The American period, which began around 1850, was perhaps the worst. During this time, the already devastated population of native Californians experienced what might have been the worst slaughter of Indians in U.S. history. It’s estimated that the Indian population of California went from 150,000 before 1849 to fewer than 30,000 in 1870—an 80% loss in just 21 years.
Today, one of the most intractable challenges facing the Amah Mutsun is the reality that the United States government hasn’t officially recognized them as a tribe. This leaves them without the rights, benefits and legal status that come with federal recognition—protections which could have played a significant role in determining Juristac’s fate. Recognition gives a tribe and its members special rights, including sovereignty over their lands, self-governance and federal benefits, services and protections.
Through Zwierlein’s efforts to control the Sargent Ranch property, she’s played a role in thwarting official federal recognition.
“I tell you, if we were Catholic or Muslim or Jewish or a Buddhist—if we were any other religion and this was known as a sacred site, they wouldn’t dare think of proposing a sand and gravel mine,” Lopez says. “But because we’re Native American, because we’re not federally recognized, it doesn’t matter.”
Lopez has successfully advocated for the Catholic Diocese of Monterey to issue a formal apology, which it gave in a 2013 ceremony of mass reconciliation for enslaving and killing the Amah Mutsun hundreds of years prior. He also helped forge a tribal land trust partnership with the Sempervirens Fund and a program through UCSC for the Amah Mutsun to reclaim ancient knowledge of environmental stewardship and native plants.
For the past decade, the tribe has held bimonthly meetings led by a psychiatrist and two psychologists, in which members delve into the trauma from a history of dislocation. All the while, he’s consistently convened members for holiday gatherings, basket-weaving seminars and other events to preserve cultural identity and meet one of the tests for tribal recognition.
Though Zwierlein has all but disappeared from public life, her contested claim remains the BIA’s primary reason for declining to grant Amah Mutsun federal tribal status. On Sept. 3, the BIA gave both factions a chance to submit more paperwork to prove who has the rightful claim to leadership. Lopez says he’ll go through the motions by giving the feds what they ask for, but he long ago lost faith in the process.
“To be honest, we’re not even sure we want that,” Lopez says. “Even though you do get certain benefits and sovereignty, when you’re federally recognized you also become a ward of the government—and the government has never had our best interests at heart.”
Meanwhile, the newest fight for Juristac is just getting started, and it’s likely to be a long and contentious one wrapped up in a complex history. “The destruction and domination of Native Americans never ended, it just evolved,” Lopez says.

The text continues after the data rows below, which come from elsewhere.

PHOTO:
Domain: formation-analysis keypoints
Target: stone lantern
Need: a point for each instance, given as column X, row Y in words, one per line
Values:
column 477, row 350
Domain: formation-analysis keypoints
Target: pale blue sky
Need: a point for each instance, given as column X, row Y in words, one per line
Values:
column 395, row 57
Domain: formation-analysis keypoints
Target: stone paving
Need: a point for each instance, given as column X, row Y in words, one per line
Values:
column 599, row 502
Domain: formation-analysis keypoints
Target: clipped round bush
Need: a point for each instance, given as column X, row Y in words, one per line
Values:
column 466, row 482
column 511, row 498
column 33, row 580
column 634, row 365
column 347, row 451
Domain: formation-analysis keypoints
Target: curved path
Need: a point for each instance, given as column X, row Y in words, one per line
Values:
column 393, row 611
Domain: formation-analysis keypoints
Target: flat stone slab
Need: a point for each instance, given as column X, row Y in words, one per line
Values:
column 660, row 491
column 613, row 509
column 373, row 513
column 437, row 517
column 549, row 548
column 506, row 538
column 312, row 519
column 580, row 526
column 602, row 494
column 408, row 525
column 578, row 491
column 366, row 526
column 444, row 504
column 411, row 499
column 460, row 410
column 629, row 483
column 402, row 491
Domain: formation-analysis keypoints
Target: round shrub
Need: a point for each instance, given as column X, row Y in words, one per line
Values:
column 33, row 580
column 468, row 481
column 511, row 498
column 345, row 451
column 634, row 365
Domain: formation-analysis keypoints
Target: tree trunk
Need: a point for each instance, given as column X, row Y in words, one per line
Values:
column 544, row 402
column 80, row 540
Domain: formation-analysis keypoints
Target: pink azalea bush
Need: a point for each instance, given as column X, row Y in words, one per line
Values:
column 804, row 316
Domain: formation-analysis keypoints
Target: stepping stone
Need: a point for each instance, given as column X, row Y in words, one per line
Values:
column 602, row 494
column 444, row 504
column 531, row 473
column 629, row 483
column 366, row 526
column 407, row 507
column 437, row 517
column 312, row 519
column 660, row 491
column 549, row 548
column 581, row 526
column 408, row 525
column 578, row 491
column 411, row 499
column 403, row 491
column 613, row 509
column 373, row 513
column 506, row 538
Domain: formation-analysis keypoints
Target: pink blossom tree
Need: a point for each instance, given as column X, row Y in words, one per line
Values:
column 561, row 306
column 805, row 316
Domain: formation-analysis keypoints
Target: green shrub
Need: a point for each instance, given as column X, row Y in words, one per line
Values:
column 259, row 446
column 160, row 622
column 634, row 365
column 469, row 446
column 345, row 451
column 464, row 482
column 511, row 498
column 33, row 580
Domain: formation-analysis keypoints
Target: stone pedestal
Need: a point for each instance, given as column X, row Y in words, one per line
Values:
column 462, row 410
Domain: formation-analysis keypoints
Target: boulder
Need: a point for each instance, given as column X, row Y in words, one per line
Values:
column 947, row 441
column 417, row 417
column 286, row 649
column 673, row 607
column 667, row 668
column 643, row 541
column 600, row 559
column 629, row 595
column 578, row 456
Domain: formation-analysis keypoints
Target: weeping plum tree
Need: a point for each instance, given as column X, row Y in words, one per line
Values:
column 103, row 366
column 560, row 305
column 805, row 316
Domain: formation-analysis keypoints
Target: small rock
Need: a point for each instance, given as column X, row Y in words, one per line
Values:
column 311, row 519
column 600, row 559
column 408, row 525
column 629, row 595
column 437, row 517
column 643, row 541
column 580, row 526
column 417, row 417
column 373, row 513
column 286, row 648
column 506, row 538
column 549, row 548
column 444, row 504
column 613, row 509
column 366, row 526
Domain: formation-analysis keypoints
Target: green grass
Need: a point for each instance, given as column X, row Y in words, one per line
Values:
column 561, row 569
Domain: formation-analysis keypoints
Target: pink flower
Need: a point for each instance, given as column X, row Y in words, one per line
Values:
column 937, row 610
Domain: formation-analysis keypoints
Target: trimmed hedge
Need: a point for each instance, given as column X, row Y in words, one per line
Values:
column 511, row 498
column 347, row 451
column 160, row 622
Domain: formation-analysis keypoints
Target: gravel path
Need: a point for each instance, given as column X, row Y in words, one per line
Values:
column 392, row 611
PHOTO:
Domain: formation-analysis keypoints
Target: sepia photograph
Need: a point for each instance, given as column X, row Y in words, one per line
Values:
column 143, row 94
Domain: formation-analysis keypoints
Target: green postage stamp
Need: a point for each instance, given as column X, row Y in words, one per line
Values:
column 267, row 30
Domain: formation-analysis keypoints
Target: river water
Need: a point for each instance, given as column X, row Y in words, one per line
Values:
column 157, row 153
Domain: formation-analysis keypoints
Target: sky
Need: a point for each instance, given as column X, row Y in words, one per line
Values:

Despite everything, Lopez remains hopeful.
“We’ve been told that the most effective way to stop this mine is by public opinion,” he says. “Because if the county supervisors want to get re-elected, they have to do what the people want. And so we’re hoping we can get the people to stand with us and tell the supervisors that they must not approve that mine.”
Jennifer Wadsworth and Grace Hase contributed to this report.